Bankalara paraları sıcak kredi kulanımı denilirken, de itiraf halindedir. Demek ki borç sdokları artık çok şişti. Zaten son dünya krizlerinde borç sorununun nice iflası tetiklediğini en yakın Yunanistan örneği ile de yaşadık.
*****
Türkiye gerçeğimiz net. Orda olanların buraya yansıması da kesin. Şimdi, siz birilerine sorsanız hala Kemalistlik sözlerini duyarsınız. Peki son Türkiyedeki hamle ile Malazgit kutlanırken, 30 Ağustosun yasaklanma hamlesine ne dersiniz. Elbet birileri diyecek ki “onların iç işidir”! Ama böylesi öyle kararlar allınıyor ki demeyin gitsin. Bunlar hep devlet yapısının dönüştürmesinin resmen hamleleridir. Hala bunu anlamamaya devam edilsin.****
Bir konuda da ses vermek gerekir: Hapisanede iki avukat ölüm orucunda. Kritik döneme girdiler. Dünyada barolar ve insan hakları örgütler insanlık adına ses veriyor. İki avukat “Ebru ve Aytaç” sadece adalet istiyor. Adaletli yargılama talepleri vardır. Garip deyilmi, Çakıcı gibi mafyalara af çıkaran, tecavüzcüleri serbes brakan Türkiye yargısı adaletli yargılama isteyen avukatların sesini duymuyor.

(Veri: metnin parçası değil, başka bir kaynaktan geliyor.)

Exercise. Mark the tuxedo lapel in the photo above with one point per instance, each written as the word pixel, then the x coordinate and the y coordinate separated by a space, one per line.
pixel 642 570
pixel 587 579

Burada eskiden cılız da olsa ses çıkardı. Fakat Gurup Yorumla başlayan gelişmelerde başta insan hakları örgütleri sesiz kalıyorlar. Aydınları artık yazmayacam! Türkiyenin Yaargıtayı ise yeni bir kara sayfa yazacak gibidir. Önünde duran iki avukat dosyasına hala bakmadı. Buda öteki düşündürücü durum. Barolarımız ve benzer örgütler, TC barolar yasasına ses vermediler. Gurup Yorum üyelerinin ölmesine de sanatçılarla birlikte yine pek ses çıkmadı. Şimdi iki avukat da kritik döneme girdi. Adli Tıp Ebrunun tahliyesine veya braklımasına karar verdi. Buda uyulmadı. Ama bu türkiye seçim meydanlarında övülmez se oy verilmez korkulu politik teslimiyet konumundadır.

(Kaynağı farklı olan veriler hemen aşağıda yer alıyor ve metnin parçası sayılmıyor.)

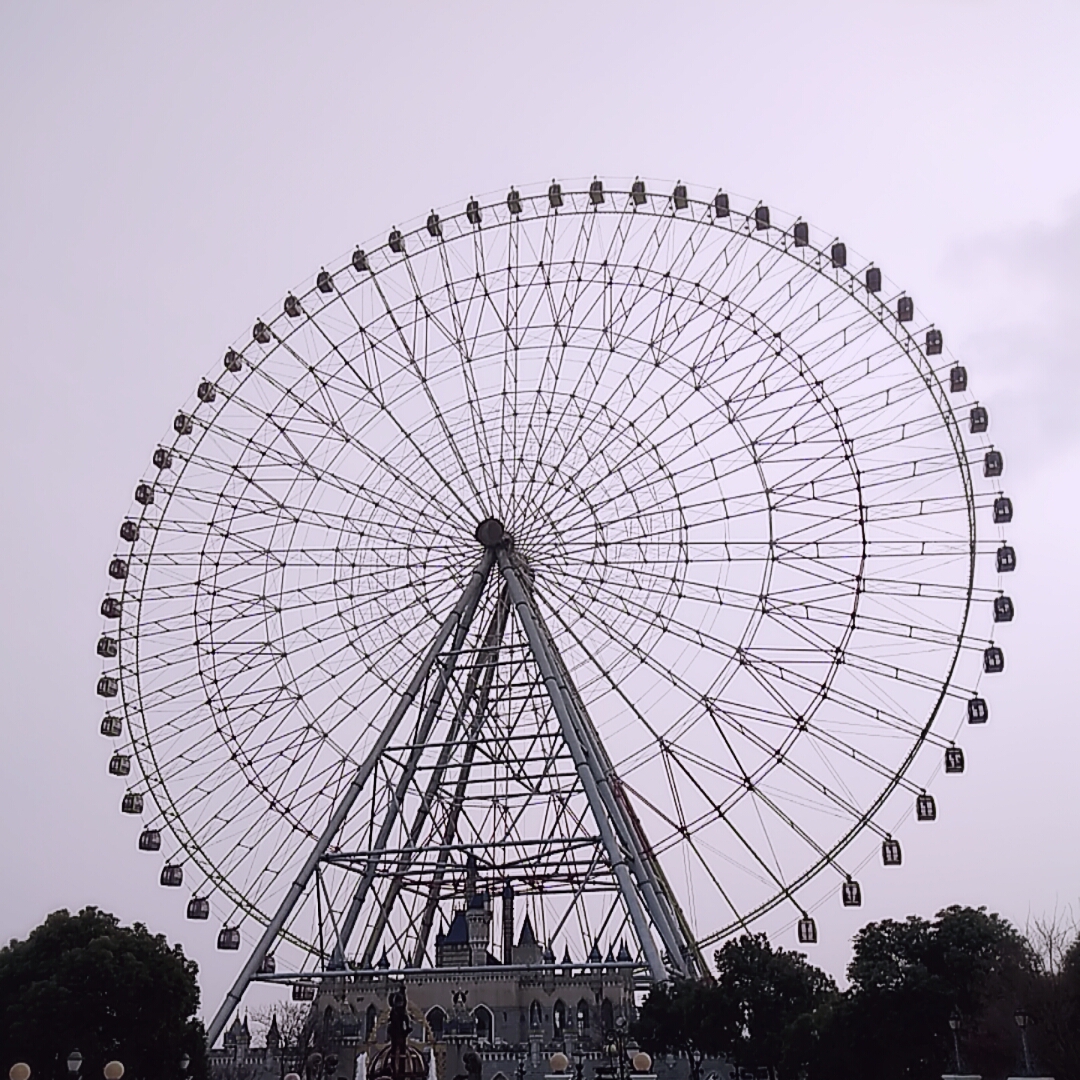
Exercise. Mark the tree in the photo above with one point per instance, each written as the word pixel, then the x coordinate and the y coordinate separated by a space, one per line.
pixel 757 1011
pixel 84 982
pixel 771 995
pixel 908 977
pixel 683 1017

Tekrar edecem: bir ses de siz verin. Çünkü davayı izleyen herkes, adil yargılanma olmadığı, hat ta utanç duyulacak tavırların yaşandığına da tanık olundu. Gizli tanık olayları veya serbes braklıp sonra bir el uzanmasıyla yeniden tutuklama tutumlar, hepsi karanlıktan haykıran gerçeklerdi…..
Kısaca, gerçekler haykırıyor. Karanlıkların örtmesi yetmiyor. Hani son tanık olduğum konuyu da özetleyim: Tele 1 dinlemeye çalıştığım Zeylel Lülelin prokramından: Zeylnel ile Yunan gazeteci Stelos kkonuşuyordu. Türkiye Yunanistan gerilimi yorumlanıyordu. Diplomasi ve görüşme konusunda birleştiler. Ancak, Stelonun “anlaşamazlarsa uluslar arası adalet divanına gidilsin” önerisine Zeynel karşılık desteği vermedi. Aslında Deniz Hukukunda Türkiye Yunanistanın adalet konusundaaki ince ayrımdır. Diplomasi veya askeri denilir de Uluslar arası kurumlar veanlaşmalar vurgulanmaz.